Инспектор уставился на него.
— Кажется, тебе порядочно известно об этом деле.
— Только то, что было в газетах.
— Хочешь узнать побольше?
— Ну…
— Садись, сынок.
— Папа…
— Садись!
Эллери сел. В конце концов, ведь это его отец.
— Пока что произошло пять убийств, — начал инспектор. — Все в Манхэттене. И все пять — удушения с использованием одинакового шнура.
— Из индийского шелка?
— Ты и это знаешь?
— Газеты сообщали, что вам не удалось отследить происхождение шнуров.
— Они правы. Это крепкий грубый шелк, добываемый из растений в индийских джунглях, — вот наш единственный ключ. Больше ничего! Ни отпечатков пальцев, ни свидетелей, ни подозреваемых, ни мотивов. Работать абсолютно не с чем, Эллери. Убийца приходит и уходит, как ветер, оставляя за собой только две вещи: труп и шнур. Первой жертвой был…
— Арчибалд Дадли Абернети. Возраст — сорок четыре года. Жил в трехкомнатной квартире на Восточной Девятнадцатой улице возле Грамерси-парка. Холостяк, оставшийся совершенно одиноким после смерти матери-инвалида несколько лет назад.
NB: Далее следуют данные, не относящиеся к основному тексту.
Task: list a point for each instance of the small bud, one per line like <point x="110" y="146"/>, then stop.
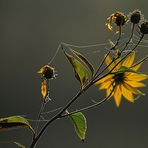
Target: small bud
<point x="135" y="17"/>
<point x="119" y="19"/>
<point x="47" y="72"/>
<point x="144" y="28"/>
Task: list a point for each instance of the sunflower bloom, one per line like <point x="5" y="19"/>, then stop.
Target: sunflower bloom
<point x="118" y="84"/>
<point x="118" y="17"/>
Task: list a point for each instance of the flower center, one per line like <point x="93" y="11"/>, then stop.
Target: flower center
<point x="119" y="78"/>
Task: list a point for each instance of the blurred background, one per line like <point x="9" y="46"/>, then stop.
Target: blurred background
<point x="30" y="32"/>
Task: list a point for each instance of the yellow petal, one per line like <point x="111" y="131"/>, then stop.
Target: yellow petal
<point x="109" y="90"/>
<point x="105" y="85"/>
<point x="105" y="79"/>
<point x="135" y="84"/>
<point x="117" y="95"/>
<point x="133" y="90"/>
<point x="127" y="94"/>
<point x="136" y="66"/>
<point x="136" y="77"/>
<point x="129" y="60"/>
<point x="108" y="60"/>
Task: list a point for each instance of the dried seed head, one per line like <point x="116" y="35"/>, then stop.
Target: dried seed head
<point x="118" y="17"/>
<point x="47" y="72"/>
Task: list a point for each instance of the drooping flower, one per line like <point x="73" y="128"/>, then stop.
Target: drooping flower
<point x="118" y="17"/>
<point x="47" y="72"/>
<point x="123" y="83"/>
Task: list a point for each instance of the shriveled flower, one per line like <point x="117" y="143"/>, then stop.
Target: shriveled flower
<point x="136" y="16"/>
<point x="47" y="72"/>
<point x="123" y="83"/>
<point x="144" y="27"/>
<point x="119" y="19"/>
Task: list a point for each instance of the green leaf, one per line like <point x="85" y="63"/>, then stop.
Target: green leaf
<point x="84" y="60"/>
<point x="14" y="122"/>
<point x="19" y="145"/>
<point x="80" y="124"/>
<point x="82" y="73"/>
<point x="126" y="69"/>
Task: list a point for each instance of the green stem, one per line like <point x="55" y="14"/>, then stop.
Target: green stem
<point x="76" y="97"/>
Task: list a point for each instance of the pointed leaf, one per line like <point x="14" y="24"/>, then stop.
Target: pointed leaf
<point x="14" y="122"/>
<point x="80" y="124"/>
<point x="126" y="69"/>
<point x="84" y="60"/>
<point x="82" y="73"/>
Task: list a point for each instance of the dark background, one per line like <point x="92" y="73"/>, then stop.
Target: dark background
<point x="30" y="32"/>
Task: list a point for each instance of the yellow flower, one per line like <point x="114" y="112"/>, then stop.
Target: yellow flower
<point x="123" y="83"/>
<point x="44" y="88"/>
<point x="118" y="17"/>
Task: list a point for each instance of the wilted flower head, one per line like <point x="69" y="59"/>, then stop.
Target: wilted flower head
<point x="118" y="17"/>
<point x="47" y="72"/>
<point x="144" y="27"/>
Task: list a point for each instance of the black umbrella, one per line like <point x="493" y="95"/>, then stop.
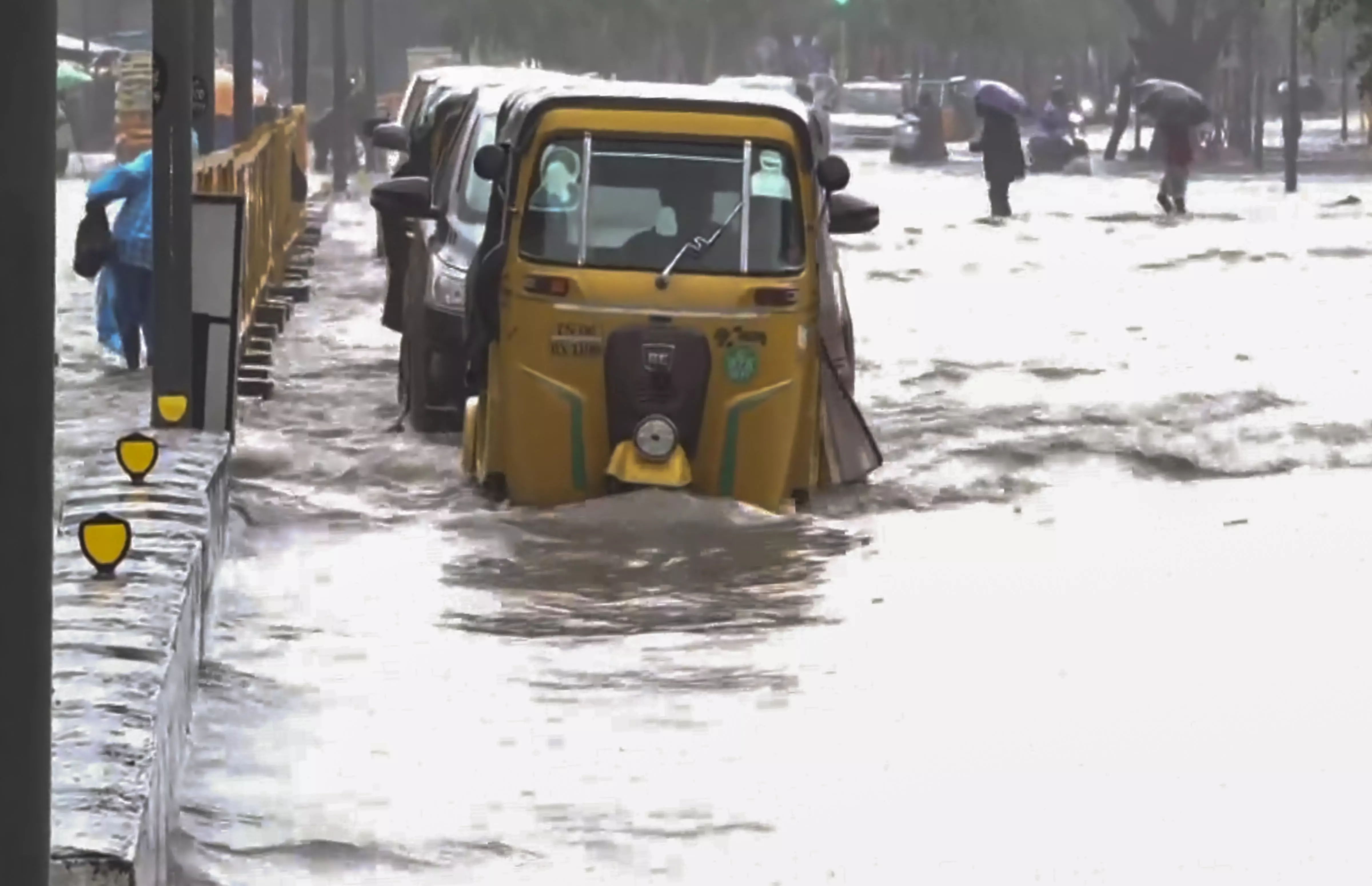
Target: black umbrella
<point x="1167" y="101"/>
Отец — священник, умер в 1922 году. Абернети никогда в жизни не работал. Заботился о матери до ее смерти. Во время войны был признан негодным к службе в армии. Сам готовил и занимался хозяйством. Никаких особых интересов или подозрительных связей. Абсолютно бесцветное пустое место. Было установлено более точное время смерти?